RCEE::Isolated
This gem is part of the Ruby C Extensions Explained project at https://github.com/flavorjones/ruby-c-extensions-explained
Summary
This is the simplest viable C extension gem. It's named "Isolated" it's entirely self-contained, and doesn't call any external libraries.
You might choose to write a C extension like this as a performance optimization if you have some CPU-intensive work to do.

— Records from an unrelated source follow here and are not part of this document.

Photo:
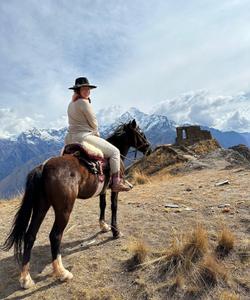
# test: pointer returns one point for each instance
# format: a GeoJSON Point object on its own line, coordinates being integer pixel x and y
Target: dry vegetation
{"type": "Point", "coordinates": [197, 251]}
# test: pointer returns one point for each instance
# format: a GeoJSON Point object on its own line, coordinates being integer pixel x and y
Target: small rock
{"type": "Point", "coordinates": [226, 210]}
{"type": "Point", "coordinates": [224, 205]}
{"type": "Point", "coordinates": [171, 205]}
{"type": "Point", "coordinates": [222, 183]}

The BCrypt gem is a good example of this kind of C extension -- it's iterating over cryptographic math which is simply faster in C than it would be in Ruby.
Details
This gem's C code is located in ext/isolated/isolated.c
and includes this singleton method:
static VALUE
rb_isolated_extension_class_do_something(VALUE self)
{
/* todo: perform CPU-intensive operation */
return rb_str_new_cstr("something has been done");
}
void
Init_isolated(void)
{
rb_mRCEE = rb_define_module("RCEE");
rb_mIsolated = rb_define_module_under(rb_mRCEE, "Isolated");
rb_cIsolatedExtension = rb_define_class_under(rb_mIsolated, "Extension", rb_cObject);
rb_define_singleton_method(rb_cIsolatedExtension, "do_something",
rb_isolated_extension_class_do_something, 0);
}
The extconf.rb
is as simple as it gets:
require "mkmf"
create_makefile("rcee/isolated/isolated")
"mkmf" is short for MakeMakefile, a Ruby module that's shipped with the standard library. It defines "create_makefile" as well as a handful of other methods for advanced configuration, some of which we'll see in later examples.
The "create_makefile" method is what actually writes the recipe for compiling and linking. Because we haven't configured anything, it's going to adopt a set of reasonable defaults.
The output Makefile
is long and complex, but the recipe it implements is relatively simple and does something like:
# `create_makefile` recipe is something like this
# compile phase:
gcc -c -I/path/to/ruby/include isolated.c -o isolated.o
# link phase:
gcc -shared -L/path/to/ruby/lib -lruby -lc -lm isolated.o -o isolated.so
That final shared library, isolated.so
, is loaded like any other Ruby file, via require
in lib/rcee/isolated.rb
:
require_relative "isolated/isolated"
Testing
See .github/workflows/isolated.yml
Key things to note:
- matrix across all supported versions of Ruby
- matrix across all supported platforms
What Can Go Wrong
- Users don't have the compiler toolchain installed (
gcc
,ld
,stdio.h
,libc.so
, etc.) - Users don't have the ruby development files installed (
ruby.h
, etc.) - Users try to use the compiled extension on a different minor version of Ruby, a different CPU architecture, or a different operating system.